No crazy off-road challenges conquered in our Wrangler worked up our nerves like driving on paved roads in this Jeepster. Its three-gear steering wheel mounted shift seemed so unnatural and backwards that I could clearly hear I was hurting this marvel every time I switched gears. Thankfully, no Jeeps were harmed during this adventure, even though we tried when given some time alone with Jeep's future concept cars; the Wrangler Sunriser and the Comanche Jeep Pick Up.
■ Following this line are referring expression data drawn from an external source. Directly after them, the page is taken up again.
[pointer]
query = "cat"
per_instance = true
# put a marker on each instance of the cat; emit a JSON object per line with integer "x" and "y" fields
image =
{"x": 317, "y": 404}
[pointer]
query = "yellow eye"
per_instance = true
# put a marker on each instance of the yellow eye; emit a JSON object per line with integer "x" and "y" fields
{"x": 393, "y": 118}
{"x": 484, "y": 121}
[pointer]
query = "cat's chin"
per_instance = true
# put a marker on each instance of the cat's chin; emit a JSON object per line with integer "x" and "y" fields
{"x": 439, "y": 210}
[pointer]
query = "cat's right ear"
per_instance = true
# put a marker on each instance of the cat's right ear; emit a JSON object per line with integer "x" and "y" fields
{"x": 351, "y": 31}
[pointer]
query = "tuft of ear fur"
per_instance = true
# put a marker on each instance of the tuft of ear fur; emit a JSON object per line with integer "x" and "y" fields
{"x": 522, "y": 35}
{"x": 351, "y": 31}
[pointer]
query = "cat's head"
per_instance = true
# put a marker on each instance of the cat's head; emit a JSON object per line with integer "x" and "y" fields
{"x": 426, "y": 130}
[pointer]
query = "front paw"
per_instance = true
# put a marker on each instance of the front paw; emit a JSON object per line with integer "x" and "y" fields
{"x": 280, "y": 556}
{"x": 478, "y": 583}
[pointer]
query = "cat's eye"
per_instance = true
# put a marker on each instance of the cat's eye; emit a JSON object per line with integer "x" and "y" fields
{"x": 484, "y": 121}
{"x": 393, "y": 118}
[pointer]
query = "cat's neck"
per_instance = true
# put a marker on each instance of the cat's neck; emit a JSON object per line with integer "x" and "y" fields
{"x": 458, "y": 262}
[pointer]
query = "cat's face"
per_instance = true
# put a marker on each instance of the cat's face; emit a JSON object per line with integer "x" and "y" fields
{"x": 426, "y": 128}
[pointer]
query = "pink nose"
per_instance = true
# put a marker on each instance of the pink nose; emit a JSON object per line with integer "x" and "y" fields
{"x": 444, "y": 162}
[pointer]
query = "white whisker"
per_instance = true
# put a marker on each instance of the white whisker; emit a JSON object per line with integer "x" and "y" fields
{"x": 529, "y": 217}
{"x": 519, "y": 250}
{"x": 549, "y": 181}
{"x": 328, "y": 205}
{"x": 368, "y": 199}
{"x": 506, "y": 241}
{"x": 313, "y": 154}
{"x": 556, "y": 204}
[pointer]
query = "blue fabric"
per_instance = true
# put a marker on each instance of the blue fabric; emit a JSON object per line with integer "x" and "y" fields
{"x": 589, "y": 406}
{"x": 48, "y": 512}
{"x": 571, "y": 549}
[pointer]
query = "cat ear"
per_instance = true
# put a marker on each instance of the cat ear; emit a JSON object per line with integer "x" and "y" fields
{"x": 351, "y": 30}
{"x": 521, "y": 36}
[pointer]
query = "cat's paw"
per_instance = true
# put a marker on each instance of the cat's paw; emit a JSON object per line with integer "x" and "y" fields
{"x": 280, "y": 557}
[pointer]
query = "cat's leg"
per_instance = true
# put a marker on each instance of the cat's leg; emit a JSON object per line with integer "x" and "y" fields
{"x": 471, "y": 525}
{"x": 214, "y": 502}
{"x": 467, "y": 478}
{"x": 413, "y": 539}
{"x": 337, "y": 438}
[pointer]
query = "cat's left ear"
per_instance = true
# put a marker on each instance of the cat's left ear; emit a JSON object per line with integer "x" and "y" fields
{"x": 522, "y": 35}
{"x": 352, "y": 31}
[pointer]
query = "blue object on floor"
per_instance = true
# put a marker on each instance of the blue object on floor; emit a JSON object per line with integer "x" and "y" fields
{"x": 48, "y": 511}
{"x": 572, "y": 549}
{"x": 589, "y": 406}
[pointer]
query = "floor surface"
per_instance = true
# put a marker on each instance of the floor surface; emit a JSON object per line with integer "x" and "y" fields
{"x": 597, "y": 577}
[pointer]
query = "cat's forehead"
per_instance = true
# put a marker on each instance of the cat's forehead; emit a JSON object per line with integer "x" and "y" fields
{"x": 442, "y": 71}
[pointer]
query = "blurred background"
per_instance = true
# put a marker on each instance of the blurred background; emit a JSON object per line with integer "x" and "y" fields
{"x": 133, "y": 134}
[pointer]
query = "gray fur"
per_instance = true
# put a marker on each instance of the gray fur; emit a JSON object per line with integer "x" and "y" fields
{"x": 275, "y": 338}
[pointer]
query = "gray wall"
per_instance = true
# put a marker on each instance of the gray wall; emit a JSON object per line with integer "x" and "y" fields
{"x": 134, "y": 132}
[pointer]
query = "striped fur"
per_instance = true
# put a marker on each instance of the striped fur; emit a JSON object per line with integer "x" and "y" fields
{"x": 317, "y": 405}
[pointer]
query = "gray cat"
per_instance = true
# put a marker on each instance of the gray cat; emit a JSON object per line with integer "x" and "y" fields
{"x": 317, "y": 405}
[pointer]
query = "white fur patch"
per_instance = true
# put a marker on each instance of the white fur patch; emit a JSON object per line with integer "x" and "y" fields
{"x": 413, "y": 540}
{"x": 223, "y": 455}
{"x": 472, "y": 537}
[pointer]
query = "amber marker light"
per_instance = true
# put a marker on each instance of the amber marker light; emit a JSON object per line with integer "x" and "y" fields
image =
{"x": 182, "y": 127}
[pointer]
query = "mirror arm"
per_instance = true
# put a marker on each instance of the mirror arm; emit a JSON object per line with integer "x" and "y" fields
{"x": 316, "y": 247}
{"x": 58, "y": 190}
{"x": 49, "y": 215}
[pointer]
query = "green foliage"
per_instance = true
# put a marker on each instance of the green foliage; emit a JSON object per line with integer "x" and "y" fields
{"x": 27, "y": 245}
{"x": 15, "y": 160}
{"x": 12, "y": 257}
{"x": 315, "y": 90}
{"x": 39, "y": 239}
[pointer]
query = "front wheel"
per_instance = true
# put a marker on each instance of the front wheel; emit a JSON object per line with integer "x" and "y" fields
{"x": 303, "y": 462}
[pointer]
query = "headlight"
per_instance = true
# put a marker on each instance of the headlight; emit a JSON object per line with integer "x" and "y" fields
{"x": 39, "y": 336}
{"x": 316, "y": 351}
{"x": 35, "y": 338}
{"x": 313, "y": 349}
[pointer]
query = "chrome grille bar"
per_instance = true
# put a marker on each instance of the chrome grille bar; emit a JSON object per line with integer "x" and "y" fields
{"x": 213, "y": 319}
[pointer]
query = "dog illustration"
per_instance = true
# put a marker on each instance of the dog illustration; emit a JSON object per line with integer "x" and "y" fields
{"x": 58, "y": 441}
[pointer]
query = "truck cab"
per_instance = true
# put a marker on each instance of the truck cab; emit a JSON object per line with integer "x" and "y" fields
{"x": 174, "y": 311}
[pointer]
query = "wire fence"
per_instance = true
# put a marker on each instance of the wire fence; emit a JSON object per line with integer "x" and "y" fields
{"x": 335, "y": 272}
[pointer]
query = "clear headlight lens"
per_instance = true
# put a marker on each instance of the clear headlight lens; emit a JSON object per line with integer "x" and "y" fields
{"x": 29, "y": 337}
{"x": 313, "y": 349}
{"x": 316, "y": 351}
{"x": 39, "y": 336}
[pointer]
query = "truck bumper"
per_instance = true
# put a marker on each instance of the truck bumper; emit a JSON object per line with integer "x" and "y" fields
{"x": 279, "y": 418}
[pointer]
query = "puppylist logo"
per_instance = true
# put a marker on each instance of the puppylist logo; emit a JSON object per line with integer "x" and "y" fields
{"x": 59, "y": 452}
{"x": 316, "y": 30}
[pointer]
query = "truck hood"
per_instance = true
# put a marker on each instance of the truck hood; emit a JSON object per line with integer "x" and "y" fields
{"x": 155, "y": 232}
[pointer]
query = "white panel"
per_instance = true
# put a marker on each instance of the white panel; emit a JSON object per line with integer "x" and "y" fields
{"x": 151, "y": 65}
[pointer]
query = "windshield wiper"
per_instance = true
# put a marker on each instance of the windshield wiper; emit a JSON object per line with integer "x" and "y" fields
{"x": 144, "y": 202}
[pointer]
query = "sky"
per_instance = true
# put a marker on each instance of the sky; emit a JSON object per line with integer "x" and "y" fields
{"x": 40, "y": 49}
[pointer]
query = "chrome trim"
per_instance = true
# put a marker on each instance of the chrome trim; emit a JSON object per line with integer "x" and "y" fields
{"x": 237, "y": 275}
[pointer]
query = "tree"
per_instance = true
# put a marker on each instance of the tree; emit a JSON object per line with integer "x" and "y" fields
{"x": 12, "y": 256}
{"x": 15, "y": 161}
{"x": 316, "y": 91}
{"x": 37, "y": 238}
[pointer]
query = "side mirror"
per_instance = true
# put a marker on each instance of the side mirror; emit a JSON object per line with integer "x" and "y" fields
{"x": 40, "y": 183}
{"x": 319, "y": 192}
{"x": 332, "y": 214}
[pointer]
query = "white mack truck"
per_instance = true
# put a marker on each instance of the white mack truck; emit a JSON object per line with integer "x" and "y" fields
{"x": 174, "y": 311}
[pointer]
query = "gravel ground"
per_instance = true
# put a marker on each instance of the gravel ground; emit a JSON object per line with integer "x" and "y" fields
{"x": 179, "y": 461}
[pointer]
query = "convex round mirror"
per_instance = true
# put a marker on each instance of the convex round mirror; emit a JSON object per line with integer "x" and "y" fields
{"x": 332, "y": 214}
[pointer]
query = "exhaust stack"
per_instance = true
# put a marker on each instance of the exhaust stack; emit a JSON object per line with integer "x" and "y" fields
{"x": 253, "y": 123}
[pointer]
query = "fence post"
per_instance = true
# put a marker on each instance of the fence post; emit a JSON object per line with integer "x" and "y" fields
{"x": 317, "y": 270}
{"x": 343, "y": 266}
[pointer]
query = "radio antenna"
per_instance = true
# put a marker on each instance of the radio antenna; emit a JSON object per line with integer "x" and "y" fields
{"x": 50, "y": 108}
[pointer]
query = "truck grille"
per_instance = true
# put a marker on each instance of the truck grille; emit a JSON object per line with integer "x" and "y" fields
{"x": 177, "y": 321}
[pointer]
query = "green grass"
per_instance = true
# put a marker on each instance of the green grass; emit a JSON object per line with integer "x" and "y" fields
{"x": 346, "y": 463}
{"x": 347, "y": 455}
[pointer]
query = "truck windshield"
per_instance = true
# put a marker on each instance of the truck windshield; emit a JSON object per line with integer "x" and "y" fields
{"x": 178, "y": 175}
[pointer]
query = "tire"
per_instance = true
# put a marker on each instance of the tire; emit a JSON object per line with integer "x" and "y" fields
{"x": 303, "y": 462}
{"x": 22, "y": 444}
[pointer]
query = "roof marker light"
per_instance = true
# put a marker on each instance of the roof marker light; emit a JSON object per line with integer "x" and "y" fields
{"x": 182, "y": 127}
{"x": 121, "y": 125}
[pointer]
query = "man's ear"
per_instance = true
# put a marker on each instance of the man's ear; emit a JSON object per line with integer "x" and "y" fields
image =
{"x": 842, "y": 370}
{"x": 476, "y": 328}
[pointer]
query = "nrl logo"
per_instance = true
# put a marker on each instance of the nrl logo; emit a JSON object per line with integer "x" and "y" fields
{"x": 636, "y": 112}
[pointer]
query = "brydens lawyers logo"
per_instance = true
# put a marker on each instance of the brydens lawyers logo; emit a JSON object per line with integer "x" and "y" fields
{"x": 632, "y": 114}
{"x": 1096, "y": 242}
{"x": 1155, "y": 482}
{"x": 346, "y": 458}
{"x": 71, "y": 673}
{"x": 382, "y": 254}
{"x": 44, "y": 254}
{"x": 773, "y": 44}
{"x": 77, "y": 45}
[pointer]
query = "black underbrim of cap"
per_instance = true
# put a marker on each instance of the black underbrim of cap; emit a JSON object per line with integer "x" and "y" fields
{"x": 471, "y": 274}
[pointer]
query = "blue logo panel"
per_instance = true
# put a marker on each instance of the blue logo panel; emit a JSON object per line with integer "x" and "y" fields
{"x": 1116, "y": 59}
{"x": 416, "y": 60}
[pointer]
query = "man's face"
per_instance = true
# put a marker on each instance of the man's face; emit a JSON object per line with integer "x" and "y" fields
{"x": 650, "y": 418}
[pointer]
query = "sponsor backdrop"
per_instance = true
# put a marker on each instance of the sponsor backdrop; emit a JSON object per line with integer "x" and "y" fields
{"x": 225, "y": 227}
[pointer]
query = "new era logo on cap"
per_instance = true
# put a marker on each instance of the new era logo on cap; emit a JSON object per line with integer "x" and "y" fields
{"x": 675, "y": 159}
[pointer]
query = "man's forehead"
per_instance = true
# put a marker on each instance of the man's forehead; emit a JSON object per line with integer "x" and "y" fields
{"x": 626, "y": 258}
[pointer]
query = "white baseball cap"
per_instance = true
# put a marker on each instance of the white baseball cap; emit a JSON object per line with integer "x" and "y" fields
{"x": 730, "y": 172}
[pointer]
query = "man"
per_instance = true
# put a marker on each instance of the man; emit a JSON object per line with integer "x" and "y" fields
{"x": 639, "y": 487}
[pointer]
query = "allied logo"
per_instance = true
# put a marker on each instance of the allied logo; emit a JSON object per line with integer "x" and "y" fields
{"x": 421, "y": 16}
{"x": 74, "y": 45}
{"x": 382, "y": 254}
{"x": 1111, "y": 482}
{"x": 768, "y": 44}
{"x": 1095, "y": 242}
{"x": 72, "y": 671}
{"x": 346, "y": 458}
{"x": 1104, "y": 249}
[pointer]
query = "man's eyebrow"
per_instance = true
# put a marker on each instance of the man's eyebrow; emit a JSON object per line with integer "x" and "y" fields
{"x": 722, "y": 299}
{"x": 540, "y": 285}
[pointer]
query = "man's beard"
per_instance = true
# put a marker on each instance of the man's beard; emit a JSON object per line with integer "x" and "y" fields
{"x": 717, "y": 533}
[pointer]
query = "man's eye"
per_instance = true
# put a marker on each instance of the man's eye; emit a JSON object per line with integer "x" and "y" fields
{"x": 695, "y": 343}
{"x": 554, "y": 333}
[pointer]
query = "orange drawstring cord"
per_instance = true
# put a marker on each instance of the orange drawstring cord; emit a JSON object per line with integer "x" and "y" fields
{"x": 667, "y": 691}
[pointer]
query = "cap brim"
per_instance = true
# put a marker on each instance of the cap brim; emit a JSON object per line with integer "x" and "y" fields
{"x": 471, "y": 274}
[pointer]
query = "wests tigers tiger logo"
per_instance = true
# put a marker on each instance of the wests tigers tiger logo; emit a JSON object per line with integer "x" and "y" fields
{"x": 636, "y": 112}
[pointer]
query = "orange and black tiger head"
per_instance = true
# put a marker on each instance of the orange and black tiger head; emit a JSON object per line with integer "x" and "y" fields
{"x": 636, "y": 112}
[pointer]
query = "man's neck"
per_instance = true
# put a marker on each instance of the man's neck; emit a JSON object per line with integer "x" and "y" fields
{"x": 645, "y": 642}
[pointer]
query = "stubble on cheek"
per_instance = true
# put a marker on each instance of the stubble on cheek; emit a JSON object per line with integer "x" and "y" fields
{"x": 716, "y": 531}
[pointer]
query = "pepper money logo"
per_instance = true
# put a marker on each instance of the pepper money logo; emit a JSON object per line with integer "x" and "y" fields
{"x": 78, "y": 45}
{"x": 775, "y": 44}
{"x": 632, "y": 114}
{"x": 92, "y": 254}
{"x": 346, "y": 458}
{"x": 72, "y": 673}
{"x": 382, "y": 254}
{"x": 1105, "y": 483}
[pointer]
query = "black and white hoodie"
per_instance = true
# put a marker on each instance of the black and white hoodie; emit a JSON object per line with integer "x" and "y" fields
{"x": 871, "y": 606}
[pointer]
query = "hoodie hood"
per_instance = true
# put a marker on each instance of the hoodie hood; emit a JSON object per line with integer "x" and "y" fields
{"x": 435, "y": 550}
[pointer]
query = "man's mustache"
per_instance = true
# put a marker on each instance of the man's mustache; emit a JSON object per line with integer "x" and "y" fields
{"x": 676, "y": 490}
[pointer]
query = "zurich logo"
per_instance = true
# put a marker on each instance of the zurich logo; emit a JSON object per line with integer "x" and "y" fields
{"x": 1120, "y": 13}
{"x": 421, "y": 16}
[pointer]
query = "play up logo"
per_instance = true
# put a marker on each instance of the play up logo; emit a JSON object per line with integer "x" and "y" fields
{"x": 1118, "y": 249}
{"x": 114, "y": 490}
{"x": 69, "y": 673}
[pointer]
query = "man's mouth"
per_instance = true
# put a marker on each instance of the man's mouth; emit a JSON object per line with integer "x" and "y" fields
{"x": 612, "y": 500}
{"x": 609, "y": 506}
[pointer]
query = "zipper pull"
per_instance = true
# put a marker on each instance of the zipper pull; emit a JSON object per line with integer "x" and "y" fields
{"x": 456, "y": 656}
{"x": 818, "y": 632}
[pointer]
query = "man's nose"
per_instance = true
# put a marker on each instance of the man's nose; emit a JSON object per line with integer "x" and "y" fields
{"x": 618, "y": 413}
Although the two shouldn’t be compared, after rigorous testing we concluded that the Sunriser was a lot faster and tighter when doing donuts in a dirt field for no reason. But on the other hand, what’s a cooler way to cap off the best birthday we have ever been to than to drive the very first Jeep pickup truck the brand has ever produced?
On a weekend where we met Jeep owners from all around the world, one thing was becoming pretty clear; those who owned Jeeps were not simply car fanatics, but rather addicts to a lifestyle that only Jeep could supply. Sharing this passion are clubs that exist in countries across the planet, including Egypt, whereby these adrenaline junkies and adventurers at heart gather to discover the unexplored. Camp Jeep just so happens to be the largest annual gathering and this year left everyone more than happy with the birthday party, but even more excited of the bright future ahead for a lifestyle brand that continues to unify cultures spanning the globe.